Prohibitin1 facilitates viral replication by impairing the RIG-I-like receptor signaling pathway

Abstract

ABSTRACT Innate immunity plays an essential role in defending the host against pathogenic infections. Appropriate controls are required to exert antiviral effects and avoid inflammatory disorders, but the negative regulation mechanisms are not fully understood. Here, Prohibitin1 (PHB1) was identified as a negative regulator of innate immune responses. We found that PHB1 protein and mRNA levels were promoted by virus-induced beta interferon (IFN-β) and subsequently suppressed the antiviral innate immune responses, thereby facilitating the replication of multiple RNA viruses. Further studies revealed that PHB1 interacted with IFN regulatory factor 3 (IRF3) to restrain the binding of IRF3 to nuclear import proteins, thereby suppressing the nuclear import of IRF3 and the downstream production of IFN-β. In summary, we elucidated the mechanism by which PHB1 regulates host antiviral innate immunity by inhibiting the nuclear translocation of IRF3, which contributed to the understanding of IRF3 regulation and revealed a novel role of PHB1 in host innate immunity.
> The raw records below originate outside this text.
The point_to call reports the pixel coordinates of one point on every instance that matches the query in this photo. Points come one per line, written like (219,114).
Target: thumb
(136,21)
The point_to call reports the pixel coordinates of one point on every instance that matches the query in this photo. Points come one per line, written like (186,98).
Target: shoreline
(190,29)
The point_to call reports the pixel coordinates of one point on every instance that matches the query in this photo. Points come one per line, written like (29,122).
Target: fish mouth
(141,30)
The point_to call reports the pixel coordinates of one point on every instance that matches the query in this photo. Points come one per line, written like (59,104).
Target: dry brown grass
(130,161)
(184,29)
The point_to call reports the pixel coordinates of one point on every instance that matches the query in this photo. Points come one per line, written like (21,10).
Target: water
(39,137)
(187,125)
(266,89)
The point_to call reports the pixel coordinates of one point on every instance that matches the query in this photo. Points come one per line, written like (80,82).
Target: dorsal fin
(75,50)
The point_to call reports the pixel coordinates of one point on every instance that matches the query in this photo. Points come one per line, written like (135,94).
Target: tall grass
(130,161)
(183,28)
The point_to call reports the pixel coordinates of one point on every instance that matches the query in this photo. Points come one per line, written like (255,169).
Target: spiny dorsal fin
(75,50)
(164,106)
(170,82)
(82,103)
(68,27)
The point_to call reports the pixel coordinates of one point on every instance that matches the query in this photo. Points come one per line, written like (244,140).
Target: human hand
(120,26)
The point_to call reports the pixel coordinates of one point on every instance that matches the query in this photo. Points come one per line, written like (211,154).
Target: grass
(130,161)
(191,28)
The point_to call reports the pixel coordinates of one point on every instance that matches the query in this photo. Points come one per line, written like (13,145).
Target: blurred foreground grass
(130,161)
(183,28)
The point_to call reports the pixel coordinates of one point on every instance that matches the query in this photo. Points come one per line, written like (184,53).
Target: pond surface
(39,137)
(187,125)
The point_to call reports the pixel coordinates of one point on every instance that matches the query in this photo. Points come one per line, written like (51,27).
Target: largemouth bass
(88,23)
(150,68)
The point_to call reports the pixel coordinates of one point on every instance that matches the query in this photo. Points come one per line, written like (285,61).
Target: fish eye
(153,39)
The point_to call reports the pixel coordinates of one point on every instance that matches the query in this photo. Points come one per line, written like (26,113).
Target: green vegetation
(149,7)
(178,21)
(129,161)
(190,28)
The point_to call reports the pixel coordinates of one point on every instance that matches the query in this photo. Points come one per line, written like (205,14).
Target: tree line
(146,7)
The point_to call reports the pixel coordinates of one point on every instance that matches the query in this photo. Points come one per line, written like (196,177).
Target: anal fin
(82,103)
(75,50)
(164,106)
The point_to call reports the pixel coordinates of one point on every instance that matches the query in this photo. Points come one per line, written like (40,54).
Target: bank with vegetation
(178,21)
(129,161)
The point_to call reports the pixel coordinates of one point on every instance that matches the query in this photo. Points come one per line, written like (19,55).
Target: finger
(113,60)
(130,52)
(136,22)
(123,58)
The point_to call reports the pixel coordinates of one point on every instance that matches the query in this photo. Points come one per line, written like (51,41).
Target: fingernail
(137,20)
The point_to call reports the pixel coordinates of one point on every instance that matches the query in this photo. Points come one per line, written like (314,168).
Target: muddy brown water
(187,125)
IMPORTANCE Type I interferon (IFN-I), produced by the innate immune system, plays an essential role in host antiviral responses. Proper regulation of IFN-I production is required for the host to balance immune responses and prevent superfluous inflammation. IFN regulatory factor 3 (IRF3) and subsequent sensors are activated by RNA virus infection to induce IFN-I production. Therefore, proper regulation of IRF3 serves as an important way to control innate immunity and viral replication. Here, we first identified Prohibitin1 (PHB1) as a negative regulator of host IFN-I innate immune responses. Mechanistically, PHB1 inhibited the nucleus import of IRF3 by impairing its binding with importin subunit alpha-1 and importin subunit alpha-5. Our study demonstrates the mechanism by which PHB1 facilitates the replication of multiple RNA viruses and provides insights into the negative regulation of host immune responses.